Maplewood Middle School has launched a 10-week Water Warriors campaign to reduce campus water usage. In this interactive Grade 6 worksheet, students step into the role of junior data analysts for the school's Green Team. They work through real conservation data — calculating how many gallons were saved each week, computing percent decreases from a baseline, and expressing savings as simplified ratios.
This worksheet makes ratio and percent concepts feel meaningful by grounding them in an authentic environmental context that middle schoolers care about. Watching a live line chart update as they enter their percent calculations gives students immediate visual feedback on the campaign's progress — turning abstract numbers into a compelling data story.
Assign this worksheet after students have been introduced to percent of a whole and writing part-to-whole ratios. It works well as a culminating application activity for the 6.RP.A unit.
In this worksheet, students will calculate the gallons of water saved each week by comparing weekly usage to a Week 1 baseline across a 10-week conservation campaign. Students will compute the percent decrease from baseline for each of the nine campaign weeks and enter those values to populate a dynamic line chart that visualizes the school's conservation trend.
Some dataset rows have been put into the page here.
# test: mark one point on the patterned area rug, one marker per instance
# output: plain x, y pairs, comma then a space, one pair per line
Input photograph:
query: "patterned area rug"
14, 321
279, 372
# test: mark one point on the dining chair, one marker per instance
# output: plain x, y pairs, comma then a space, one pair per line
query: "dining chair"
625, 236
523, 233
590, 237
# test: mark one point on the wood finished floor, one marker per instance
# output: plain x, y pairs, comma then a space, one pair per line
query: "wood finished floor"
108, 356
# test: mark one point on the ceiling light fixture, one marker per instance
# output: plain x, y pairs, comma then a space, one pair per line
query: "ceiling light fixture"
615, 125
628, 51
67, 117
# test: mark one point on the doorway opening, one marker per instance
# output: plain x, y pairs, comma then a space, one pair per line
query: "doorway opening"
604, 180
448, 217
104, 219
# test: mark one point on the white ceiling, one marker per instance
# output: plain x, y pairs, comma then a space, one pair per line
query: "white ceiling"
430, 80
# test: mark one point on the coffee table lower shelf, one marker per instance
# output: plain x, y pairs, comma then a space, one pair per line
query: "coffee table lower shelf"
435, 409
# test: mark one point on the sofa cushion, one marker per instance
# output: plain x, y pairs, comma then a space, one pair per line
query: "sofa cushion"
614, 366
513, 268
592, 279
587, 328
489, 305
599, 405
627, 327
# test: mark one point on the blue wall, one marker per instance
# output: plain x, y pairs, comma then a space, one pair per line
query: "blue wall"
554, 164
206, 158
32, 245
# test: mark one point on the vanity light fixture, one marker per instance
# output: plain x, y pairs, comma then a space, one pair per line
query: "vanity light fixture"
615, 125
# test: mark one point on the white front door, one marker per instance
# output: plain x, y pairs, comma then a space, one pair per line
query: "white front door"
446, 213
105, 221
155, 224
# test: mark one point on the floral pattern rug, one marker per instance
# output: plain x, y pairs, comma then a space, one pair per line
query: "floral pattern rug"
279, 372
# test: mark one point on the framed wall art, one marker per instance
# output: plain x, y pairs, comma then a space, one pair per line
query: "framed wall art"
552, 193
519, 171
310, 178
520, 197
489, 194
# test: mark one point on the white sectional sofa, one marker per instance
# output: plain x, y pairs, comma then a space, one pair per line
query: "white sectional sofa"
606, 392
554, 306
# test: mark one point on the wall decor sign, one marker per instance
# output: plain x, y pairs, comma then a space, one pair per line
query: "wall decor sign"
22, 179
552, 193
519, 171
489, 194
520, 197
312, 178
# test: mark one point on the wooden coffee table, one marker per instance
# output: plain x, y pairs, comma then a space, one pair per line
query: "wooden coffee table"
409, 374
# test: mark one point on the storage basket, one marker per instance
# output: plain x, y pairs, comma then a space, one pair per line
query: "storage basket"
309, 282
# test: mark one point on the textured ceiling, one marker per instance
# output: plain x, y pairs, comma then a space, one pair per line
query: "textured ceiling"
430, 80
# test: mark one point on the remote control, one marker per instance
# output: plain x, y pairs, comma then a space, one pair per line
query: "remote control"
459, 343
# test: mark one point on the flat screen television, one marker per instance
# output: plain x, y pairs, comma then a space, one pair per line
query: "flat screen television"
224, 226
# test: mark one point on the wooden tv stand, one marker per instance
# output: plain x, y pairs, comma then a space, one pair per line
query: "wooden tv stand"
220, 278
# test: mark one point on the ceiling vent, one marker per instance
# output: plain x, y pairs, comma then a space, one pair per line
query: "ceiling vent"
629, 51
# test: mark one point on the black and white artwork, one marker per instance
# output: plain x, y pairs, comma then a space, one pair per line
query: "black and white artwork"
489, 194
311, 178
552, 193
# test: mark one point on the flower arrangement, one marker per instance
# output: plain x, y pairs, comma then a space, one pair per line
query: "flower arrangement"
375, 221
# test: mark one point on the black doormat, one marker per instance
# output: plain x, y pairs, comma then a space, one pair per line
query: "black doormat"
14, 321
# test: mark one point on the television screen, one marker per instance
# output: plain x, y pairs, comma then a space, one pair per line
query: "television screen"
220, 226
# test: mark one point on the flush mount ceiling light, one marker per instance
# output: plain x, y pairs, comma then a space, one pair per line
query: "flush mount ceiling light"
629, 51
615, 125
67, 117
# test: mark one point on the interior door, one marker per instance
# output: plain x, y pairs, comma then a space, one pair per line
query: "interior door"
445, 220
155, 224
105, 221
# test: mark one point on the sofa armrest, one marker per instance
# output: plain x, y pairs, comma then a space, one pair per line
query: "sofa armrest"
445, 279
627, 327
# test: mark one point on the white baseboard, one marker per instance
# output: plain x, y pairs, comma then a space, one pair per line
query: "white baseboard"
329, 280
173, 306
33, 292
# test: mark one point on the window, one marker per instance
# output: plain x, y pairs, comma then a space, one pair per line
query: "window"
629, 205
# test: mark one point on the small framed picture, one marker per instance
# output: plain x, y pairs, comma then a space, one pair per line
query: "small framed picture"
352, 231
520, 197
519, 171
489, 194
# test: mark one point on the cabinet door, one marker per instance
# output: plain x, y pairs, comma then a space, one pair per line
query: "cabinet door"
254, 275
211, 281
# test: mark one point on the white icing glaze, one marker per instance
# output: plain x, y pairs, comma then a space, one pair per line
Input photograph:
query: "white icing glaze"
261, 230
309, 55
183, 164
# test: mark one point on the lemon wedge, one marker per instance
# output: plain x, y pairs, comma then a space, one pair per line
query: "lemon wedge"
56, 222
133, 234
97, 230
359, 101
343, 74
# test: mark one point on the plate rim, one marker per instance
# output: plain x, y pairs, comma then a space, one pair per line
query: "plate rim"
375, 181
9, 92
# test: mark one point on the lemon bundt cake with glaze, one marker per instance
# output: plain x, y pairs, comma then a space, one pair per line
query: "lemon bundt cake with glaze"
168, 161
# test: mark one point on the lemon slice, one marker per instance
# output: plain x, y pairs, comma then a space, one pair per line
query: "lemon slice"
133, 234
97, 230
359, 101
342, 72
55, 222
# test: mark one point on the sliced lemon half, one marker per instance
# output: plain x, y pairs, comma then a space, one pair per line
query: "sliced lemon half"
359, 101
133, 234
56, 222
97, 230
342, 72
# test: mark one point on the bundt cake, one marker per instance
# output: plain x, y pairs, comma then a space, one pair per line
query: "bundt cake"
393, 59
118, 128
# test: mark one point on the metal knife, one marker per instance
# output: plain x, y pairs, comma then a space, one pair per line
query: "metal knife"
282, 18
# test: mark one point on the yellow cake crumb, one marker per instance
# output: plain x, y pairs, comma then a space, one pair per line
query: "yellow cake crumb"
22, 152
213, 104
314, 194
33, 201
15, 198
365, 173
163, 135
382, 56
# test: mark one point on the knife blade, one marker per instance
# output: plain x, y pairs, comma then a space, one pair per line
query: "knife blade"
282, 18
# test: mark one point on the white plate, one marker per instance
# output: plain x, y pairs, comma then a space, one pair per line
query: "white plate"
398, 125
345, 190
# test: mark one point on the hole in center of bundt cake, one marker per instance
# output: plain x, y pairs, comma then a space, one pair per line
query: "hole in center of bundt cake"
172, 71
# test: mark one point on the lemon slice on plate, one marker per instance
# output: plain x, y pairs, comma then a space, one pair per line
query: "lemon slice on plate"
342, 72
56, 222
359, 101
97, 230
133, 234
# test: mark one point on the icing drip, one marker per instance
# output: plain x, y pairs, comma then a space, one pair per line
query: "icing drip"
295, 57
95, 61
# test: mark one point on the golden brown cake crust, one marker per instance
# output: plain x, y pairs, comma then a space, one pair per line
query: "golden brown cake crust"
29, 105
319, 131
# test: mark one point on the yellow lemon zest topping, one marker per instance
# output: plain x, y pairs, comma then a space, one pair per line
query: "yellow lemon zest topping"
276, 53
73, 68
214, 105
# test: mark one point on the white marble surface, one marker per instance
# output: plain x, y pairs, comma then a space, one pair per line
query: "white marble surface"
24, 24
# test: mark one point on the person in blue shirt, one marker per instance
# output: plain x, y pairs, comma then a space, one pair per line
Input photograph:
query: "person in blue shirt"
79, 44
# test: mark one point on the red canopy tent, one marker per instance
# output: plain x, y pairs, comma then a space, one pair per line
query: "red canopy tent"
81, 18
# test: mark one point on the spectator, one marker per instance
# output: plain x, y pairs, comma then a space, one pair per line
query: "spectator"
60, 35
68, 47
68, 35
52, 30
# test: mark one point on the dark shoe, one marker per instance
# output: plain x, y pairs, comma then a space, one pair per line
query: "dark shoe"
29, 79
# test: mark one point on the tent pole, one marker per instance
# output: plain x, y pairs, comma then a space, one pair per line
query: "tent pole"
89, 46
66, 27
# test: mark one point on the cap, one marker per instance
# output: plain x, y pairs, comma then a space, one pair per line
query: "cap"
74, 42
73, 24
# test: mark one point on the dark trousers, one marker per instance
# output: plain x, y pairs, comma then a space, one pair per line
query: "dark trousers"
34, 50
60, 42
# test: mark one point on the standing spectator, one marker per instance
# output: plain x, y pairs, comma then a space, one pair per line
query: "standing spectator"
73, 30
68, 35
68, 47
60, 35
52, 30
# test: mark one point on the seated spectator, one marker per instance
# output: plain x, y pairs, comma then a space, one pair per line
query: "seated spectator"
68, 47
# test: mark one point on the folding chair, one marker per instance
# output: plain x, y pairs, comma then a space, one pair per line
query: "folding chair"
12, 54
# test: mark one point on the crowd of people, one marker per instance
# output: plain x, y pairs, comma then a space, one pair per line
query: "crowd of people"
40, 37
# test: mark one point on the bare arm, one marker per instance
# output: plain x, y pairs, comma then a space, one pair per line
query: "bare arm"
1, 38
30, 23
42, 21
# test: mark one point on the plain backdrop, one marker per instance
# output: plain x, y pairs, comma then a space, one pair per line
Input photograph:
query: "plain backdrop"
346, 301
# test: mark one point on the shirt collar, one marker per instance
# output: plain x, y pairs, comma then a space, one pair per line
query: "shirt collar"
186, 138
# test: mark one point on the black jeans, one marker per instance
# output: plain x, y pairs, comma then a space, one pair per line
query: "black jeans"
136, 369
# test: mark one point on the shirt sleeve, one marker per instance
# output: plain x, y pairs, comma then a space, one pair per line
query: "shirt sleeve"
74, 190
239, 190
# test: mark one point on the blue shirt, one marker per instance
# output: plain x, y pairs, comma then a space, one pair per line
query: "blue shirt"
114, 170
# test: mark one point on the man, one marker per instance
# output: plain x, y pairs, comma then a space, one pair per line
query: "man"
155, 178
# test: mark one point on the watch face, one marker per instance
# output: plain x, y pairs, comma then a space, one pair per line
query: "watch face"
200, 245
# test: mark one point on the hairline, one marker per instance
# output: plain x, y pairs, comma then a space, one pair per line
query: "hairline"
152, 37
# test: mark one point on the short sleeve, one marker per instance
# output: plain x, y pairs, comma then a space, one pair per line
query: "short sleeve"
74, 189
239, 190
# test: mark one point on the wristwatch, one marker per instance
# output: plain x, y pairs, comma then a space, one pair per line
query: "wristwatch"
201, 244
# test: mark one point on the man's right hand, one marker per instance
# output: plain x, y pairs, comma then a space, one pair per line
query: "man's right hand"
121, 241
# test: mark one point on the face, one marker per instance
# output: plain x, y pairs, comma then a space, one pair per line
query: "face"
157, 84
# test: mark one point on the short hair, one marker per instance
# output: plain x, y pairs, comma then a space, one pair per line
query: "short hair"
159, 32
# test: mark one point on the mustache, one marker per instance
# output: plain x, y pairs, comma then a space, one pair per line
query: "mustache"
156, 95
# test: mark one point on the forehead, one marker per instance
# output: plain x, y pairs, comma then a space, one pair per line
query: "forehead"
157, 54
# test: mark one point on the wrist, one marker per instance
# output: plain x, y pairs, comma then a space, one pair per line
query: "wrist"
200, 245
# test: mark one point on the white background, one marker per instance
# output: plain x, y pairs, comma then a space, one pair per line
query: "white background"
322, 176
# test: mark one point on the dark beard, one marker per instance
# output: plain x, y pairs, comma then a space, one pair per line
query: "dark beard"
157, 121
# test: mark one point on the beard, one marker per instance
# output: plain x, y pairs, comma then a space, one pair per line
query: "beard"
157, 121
Students will interpret the full data set and articulate what the numbers reveal about the Water Warriors campaign's success in a written reflection. By the end of the worksheet, students will demonstrate fluency applying percent decrease and ratio concepts to a real-world environmental data context.
This worksheet supports randomization — each student receives a unique Week 1 baseline water usage and weekly usage values, all designed so that percent and ratio calculations always produce clean whole numbers. The structure, questions, and grading rubric stay identical for every student, making it easy to review and discuss as a class while preventing answer sharing. Would you like to enable randomization for this assignment?
💡 Tip: When assigning this activity to your classroom, you can optionally enable randomization to give each student a unique version of the problems. When you re-assign the same worksheet, each student will get a new set of questions, helping them master the content through repeated practice.